ASE2020
CCGraph: a PDG-based code clone detector with approximate graph matching
Yue Zou, Bihuan Ban, Yinxing Xue, Yun Xu
46 citations
Abstract
The software clone detection is an active research area, which is very important for software maintenance, bug detection etc. The two pieces of cloned code reflect some similarities or equivalents in the syntax or structure of the code representations. There are many representations of code like AST, token, PDG etc. The PDG (Program Dependency Graph) of source code can contain both syntactic and structural information. However, most existing PDGbased tools are quite time-consuming and miss many clones because they detect code clones with exact graph matching by using subgraph isomorphism. In this paper, we propose a novel PDG-based code clone detector, CCGraph, that uses graph kernels. Firstly, we normalize the structure of PDGs and design a two-stage filtering strategy by measuring the characteristic vectors of codes.

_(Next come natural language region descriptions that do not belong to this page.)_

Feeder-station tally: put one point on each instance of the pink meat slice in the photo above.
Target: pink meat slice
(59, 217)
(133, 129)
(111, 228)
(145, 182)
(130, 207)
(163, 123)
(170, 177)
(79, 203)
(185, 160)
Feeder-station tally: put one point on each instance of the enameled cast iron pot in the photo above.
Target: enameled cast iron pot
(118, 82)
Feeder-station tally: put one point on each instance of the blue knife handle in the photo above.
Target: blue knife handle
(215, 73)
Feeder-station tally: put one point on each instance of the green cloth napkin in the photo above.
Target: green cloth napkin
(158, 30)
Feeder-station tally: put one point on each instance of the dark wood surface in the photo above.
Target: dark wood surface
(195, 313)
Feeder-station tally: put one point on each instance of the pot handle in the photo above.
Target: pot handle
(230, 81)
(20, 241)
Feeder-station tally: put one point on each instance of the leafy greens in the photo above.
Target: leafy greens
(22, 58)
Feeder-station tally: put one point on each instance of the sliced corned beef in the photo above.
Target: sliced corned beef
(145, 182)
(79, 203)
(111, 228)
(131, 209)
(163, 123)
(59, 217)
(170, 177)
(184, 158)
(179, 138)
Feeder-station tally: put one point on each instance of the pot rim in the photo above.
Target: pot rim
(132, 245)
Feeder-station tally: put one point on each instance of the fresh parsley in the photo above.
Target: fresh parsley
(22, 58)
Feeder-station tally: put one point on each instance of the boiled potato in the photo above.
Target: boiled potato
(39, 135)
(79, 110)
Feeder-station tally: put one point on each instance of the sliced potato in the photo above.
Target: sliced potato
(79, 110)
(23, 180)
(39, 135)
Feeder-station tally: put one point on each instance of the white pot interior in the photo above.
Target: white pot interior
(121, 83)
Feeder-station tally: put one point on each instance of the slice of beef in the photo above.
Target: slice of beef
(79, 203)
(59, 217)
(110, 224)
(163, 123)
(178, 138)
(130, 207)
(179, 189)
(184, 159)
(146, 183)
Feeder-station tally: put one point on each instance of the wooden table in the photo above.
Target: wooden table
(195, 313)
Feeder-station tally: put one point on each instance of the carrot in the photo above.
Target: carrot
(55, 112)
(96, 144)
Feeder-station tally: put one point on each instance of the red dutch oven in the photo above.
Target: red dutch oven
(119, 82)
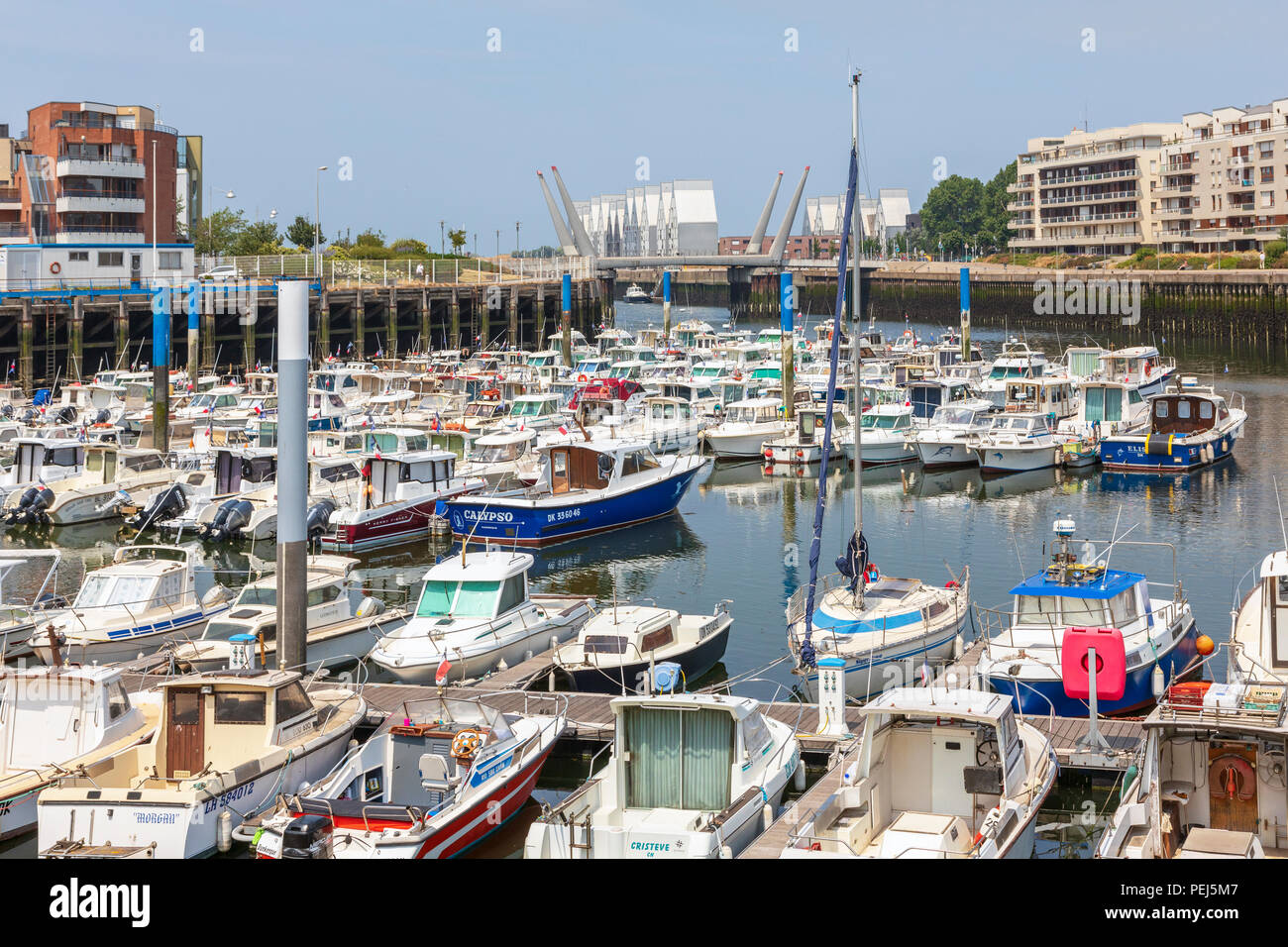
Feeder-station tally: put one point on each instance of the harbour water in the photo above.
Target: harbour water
(743, 536)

Then we detect the code clones by using approximate graph matching algorithm based on the reforming WL (Weisfeiler-Lehman) graph kernel. Experiment results show that CCGraph retains a high accuracy, has both better recall and F1-score values, and detects more semantic clones than other two related state-of-the-art tools. Besides, CCGraph is much more efficient than the existing PDG-based tools. CCS CONCEPTS • Software and its engineering → Software maintenance tools.